Mortels et immortels
Le film conserve malheureusement trop de travers qui tendent à émailler la saga depuis longtemps : la fadeur des dialogues, la faiblesse des personnages, leur étonnante raideur (Jyn Erso, l’héroïne interprétée par Felicity Jones, en tête)… Gareth Edwards semble avoir le même problème de direction d’acteur que George Lucas, à en juger par exemple au regard parfaitement éteint de Mads Mikkelsen. Côté script, les obligatoires liens à tisser avec le reste de l’univers Star Wars condamnent le méchant de l’histoire (Ben Mendelsohn, qui était pourtant prometteur) à être sacrifié sur l’autel d’un fan-service encombrant. Il restera en effet dans l’ombre du personnage interprété à l’origine par Peter Cushing, reconstitué ici de manière totalement aberrante en un hideux avatar de synthèse. Les apparitions de Dark Vador n’étaient-elles pas suffisantes ? Cette icône, rendue immortelle par son masque et le mythe qui l’entoure, suffirait à elle seule à lier les différentes époques de la saga. Mais non, encore une fois, le retour poussif des figures phares de la franchise vient parasiter la simplicité du récit, suscitant même dans la dernière séquence un plan si ridicule qu’il y a de quoi se demander comment il a pu être décidé de le conserver.

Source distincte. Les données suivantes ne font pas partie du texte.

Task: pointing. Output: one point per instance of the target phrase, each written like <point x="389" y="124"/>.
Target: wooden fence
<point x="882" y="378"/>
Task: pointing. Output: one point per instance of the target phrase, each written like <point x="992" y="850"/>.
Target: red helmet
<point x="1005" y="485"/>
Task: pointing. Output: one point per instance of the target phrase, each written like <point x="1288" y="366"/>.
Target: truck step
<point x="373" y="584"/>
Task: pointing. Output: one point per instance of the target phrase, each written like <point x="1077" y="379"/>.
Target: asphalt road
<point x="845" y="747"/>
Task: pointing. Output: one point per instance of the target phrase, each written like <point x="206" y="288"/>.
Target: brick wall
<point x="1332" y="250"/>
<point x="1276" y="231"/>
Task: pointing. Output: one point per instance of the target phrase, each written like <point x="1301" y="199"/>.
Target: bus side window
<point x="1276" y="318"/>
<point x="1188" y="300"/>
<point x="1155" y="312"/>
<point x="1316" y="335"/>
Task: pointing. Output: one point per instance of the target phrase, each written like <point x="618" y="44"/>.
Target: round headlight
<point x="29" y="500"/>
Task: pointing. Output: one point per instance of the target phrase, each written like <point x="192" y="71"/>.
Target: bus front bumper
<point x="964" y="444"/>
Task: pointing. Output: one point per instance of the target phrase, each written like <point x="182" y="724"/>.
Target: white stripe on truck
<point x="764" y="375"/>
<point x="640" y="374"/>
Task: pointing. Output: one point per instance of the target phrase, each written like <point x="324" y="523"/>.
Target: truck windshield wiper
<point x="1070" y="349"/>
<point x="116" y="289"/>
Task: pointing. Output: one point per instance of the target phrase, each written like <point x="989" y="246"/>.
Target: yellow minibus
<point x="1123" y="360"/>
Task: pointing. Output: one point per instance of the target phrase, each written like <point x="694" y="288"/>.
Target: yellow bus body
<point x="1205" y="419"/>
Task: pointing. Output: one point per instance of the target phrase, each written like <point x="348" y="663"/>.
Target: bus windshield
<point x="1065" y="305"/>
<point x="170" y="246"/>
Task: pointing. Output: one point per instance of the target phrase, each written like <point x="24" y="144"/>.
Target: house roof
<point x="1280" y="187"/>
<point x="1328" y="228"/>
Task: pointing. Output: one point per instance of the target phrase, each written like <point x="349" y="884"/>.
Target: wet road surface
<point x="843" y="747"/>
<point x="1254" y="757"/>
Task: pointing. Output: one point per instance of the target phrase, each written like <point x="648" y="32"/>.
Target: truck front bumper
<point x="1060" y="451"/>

Malgré tout, la longueur du film (2h14), menée à un rythme bien en retrait des habitudes hollywoodiennes de ces dernières années, permet aux protagonistes (aux vrais) d’exister. La lisibilité de l’action laisse le temps à des enjeux à taille humaine assez inédits pour la saga de se révéler : il s’agit désormais moins de prophétie que de combats désespérés menés par des civils anonymes. Alors que Lucas nous narrait les exploits de Jedis quasi divinisés dans ses trois derniers films, Rogue One nous ramène du côté des mortels. La Force elle-même retrouve un caractère purement spirituel, relevant plus de l’acte de foi que d’un pouvoir surnaturel hérité. Ce n’est pas un hasard si l’un des running gags du film est l’énumération mathématique des chances de survie par le droïde de service : lui seul semble préoccupé par la question. Il adoptera finalement les élans sacrificiels des humains, après avoir compris qu’il ne s’agit pas de gagner, mais seulement de se dresser collectivement face au système organisé de destruction qu’est une armée. Au sein d’un produit de studio formaté à bien des égards, des envolées dramatiques étonnantes surgissent ainsi, culminant dans une scène voyant l’équipage inconnu d’un vaisseau tomber ensemble dans un dernier geste héroïque, sous les frappes meurtrières d’un Dark Vador tout-puissant. Star Wars a beau être une saga jalonnée de scènes de trahisons, de désespoir, d’échecs et de pertes, cette noirceur-là, Lucas ne l’avait jamais même effleurée.